Research from the Capital Markets Cooperative Research Centre (CMCRC) has found investors who invest in so-called ‘lottery stocks’ end up worse off.

The study, by CMCRC PhD candidate Grace Lepone from the Macquarie Graduate School of Management and Danika Wright from the University of Sydney, examined lottery stocks – which have a small probability of a high reward, but a negative expected payoff.
Using brokerage data for Australian retail investors from 1 February 2010 to 28 February 2013, they found such assets significantly underperformed on a risk-adjusted basis.
Risk-seeking investors tended to overweight their portfolios to these lottery stocks, and suffered from inferior investment returns.
“Using a large sample of Australian retail investors portfolio and trading data, we were able to identify investors who were more risk seeking than others,” said Lepone.
“Contradictory to the assumption of classical financial theory, some investors do exhibit a risk-seeking preference and these investors tend to underperform.”
The study also looked at whether investors are more risk-averse – or risk-seeking – following gains in their portfolios.

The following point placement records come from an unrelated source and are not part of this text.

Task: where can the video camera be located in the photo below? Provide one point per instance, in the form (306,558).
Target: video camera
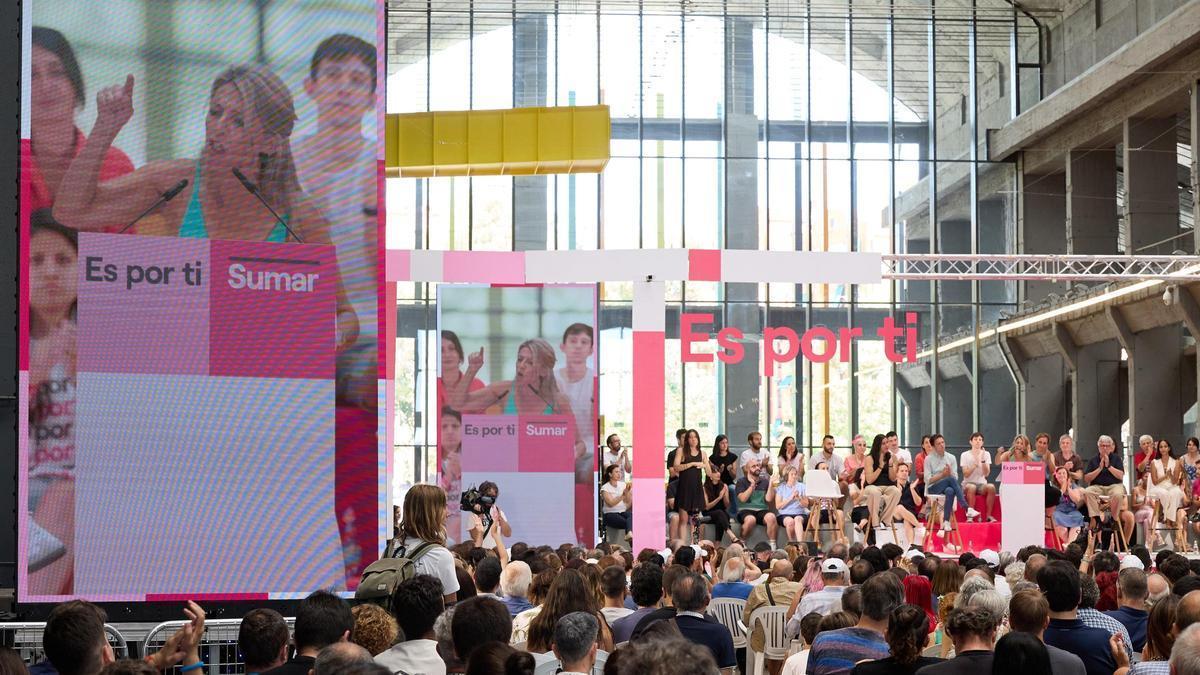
(472,497)
(479,503)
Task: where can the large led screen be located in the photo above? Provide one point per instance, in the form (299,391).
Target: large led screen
(201,261)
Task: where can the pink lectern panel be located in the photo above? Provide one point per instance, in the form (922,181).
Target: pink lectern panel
(1023,501)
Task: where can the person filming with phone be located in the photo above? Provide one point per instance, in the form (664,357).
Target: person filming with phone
(486,523)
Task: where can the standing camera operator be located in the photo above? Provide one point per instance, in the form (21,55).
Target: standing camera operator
(486,521)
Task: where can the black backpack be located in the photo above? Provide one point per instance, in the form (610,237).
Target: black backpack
(382,577)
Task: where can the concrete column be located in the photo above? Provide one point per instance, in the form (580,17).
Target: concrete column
(999,420)
(1194,114)
(1156,392)
(742,378)
(1042,226)
(918,418)
(1043,387)
(995,238)
(1045,395)
(954,237)
(1096,395)
(1152,192)
(531,193)
(1191,311)
(954,400)
(1091,202)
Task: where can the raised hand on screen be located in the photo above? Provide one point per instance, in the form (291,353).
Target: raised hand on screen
(475,359)
(114,107)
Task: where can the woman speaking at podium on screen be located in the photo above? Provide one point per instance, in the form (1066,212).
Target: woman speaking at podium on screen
(533,390)
(245,172)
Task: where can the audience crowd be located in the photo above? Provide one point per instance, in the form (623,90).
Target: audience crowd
(856,608)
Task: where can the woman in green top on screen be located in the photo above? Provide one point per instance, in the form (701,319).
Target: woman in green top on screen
(247,127)
(532,392)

“Again, contrary to classical beliefs we discovered that not only risk-seeking investors, but also risk-averse investors, are more likely to make a risk-seeking decision following a portfolio gain,” she said.
“These findings have significant implications for behavioural finance research and our understanding of market efficiency.”
While these results were based on retail investors they have implications for institutional investor behavior as well.
“Investment decisions at institutions are made by people too, and it’s probably that these behaviours apply at that level as well,” said Gong.
“Being more cognisant of likely behaviours relating to risk could have applications for better managing investment decisions that directly affect superannuation and pension returns for huge numbers of people.”
CMCRC is funded equally by the Australian Government, an alliance of University partners and industry partners including regulators, exchanges and market participants across 10 countries.